An idea: rsyncfs, an rsync-based real-time replicated filesystem

Tue Sep 26 14:55:00 GMT 2006

Recently, I have investigated FUSE as an option for implementing something
like I proposed to this list in April, 2005 (instead of inotify).

Just yesterday, I submitted some patches to the mysqlfs-general mailing
list that improve mysqlfs a bit.  With a little more work (which I may or
may not do), using mysqlfs (a FUSE filesystem) and mysql replication, one
can achieve a real-time, one-to-many, over-the-network replicated
filesystem.  That can be done with mysqlfs today, particularly with my
patches in place, but limitations still exist (at this time), like no
support for sparse files, open()/seek()/read() or open()/seek()/write()
operations.  At present, you have to read and write files contiguously,
from beginning to end (that is true with or without my patches).

My patches to mysqlfs-0.2 (that I posted yesterday) primarily address
performance and mysql mirror-ability.

Mysqlfs certainly has its place, and I am very glad to see that it exists,
but the reason that I may not finish my mysqlfs work is that SQL servers
are just not designed to store filesystems, and I am convinced that no
amount of hacking is ever going to make FUSE+mysqld give performance even
close to that of a real, on-disk file system.  Further, and mostly based
on my mysqlfs work, I am also now fully convinced that I can author a FUSE
filesystem that realizes my original proposition from 18 months ago.

My new concept is this:

1) Mount a filesystem, say /dev/vg0/vol0, on /mnt/.vol0_do_not_touch/

2) Mount the FUSE fs, like: /sbin/rsyncfs -odbhost=host -odbuser=user \
   -odbpasswd=passwd -odb=db -ofstarget=/mnt/.vol0_do_not_touch /mnt/vol0

3) Work only in /mnt/vol0, which will do all the filesystem operations to
   the fstarget dir, and also place records into the DB (build a queue)
   of paths that change.

4) Have a separate process that rsyncs to the target machine(s) only the
   files in the changed queue (and drains that queue), eliminating the
   need to find/transfer/evaluate large lists of unchanged files.

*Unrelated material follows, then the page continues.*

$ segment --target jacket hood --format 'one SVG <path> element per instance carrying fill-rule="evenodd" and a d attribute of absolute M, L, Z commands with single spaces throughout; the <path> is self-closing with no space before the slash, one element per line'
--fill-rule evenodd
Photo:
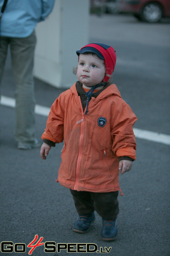
<path fill-rule="evenodd" d="M 70 87 L 70 90 L 72 93 L 78 96 L 75 83 Z M 100 99 L 103 99 L 105 98 L 107 98 L 112 95 L 115 95 L 120 98 L 122 98 L 119 91 L 118 90 L 116 84 L 111 84 L 102 91 L 96 98 L 96 100 L 99 101 Z"/>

My rsyncfs command line example above demonstrates an external database,
like mysql or postgres, but the more I think about this the more I am
leaning towards using an embedded database, like SQLite, and insisting
that the rsyncing process also live on the master host, and pushes changes
out to the slaves.  A networked database could allow one to reverse that
model, but the embedded database seems attractive to me.  Opinions?

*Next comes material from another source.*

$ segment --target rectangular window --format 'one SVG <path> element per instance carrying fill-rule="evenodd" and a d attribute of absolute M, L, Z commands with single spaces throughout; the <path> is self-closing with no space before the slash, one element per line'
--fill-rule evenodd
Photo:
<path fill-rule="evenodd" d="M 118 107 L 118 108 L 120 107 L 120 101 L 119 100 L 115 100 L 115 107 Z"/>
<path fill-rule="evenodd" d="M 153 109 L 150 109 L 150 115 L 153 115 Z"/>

This design can be stretched further, depending on your use case.  For
example, if you knew your FS was "mostly idle" the rsyncing process could
only sync changed paths that have been idle more than 60 secs, to avoid
rsyncing a given file (that seldom changes) more than once during a time
when a user may be making rapid changes to it, but just for a short time.
The rsyncer process could warn if a file has been in queue longer than a
certain time, and is still hot (actively changing), or just sync it.

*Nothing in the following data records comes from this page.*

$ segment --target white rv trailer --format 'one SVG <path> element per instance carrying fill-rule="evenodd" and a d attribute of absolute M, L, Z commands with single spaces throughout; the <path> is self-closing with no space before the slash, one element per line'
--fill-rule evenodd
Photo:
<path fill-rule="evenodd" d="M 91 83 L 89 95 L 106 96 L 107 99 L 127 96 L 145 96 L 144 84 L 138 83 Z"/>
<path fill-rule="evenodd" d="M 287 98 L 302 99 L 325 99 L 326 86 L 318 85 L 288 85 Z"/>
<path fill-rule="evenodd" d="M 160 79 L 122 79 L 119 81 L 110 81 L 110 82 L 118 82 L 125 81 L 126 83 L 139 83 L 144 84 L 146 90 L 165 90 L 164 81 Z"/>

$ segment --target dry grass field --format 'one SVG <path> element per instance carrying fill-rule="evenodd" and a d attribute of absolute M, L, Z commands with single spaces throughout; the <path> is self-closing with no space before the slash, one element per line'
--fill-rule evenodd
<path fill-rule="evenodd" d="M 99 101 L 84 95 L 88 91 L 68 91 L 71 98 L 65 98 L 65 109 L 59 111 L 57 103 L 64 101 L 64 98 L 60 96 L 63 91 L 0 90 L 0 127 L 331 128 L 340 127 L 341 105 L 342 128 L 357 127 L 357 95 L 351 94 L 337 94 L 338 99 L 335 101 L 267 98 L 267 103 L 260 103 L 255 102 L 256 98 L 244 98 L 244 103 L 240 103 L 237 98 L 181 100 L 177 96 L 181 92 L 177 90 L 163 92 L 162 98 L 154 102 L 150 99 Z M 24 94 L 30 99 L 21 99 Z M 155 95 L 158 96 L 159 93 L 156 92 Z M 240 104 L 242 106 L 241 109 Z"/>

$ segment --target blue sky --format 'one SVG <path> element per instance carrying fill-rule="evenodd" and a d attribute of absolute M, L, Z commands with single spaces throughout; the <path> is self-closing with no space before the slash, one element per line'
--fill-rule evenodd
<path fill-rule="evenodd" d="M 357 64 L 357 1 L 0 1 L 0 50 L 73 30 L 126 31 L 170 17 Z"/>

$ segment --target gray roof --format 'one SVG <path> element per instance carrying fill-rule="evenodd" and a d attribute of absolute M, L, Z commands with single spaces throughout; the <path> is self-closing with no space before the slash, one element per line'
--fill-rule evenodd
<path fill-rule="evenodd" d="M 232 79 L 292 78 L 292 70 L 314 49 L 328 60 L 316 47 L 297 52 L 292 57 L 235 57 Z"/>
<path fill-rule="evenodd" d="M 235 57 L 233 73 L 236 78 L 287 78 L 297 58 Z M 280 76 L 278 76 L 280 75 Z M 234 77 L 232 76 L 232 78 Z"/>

My reason for writing this email is to solicit comments from the list.  My
post from April of last year received quite a few responses, but not an
overwhelming number.  We have started to upgrade servers to rsync 2.6.8,
and are finding good performance improvements (reduced load) from it, and
that fact lessons (but does not eliminate) our need for rsyncfs.

Steve Bonds (CCed) seemed to be most in need of something like the rsyncfs
that I proposed last year, and so I specifically CCed him to see if that
interest still exists.  There is also the chance that someone else has
solved this problem in a way that I do not know about.  That is another
reason for this email -- I don't want to spend time coding rsyncfs if a
solution that will work for us already exists.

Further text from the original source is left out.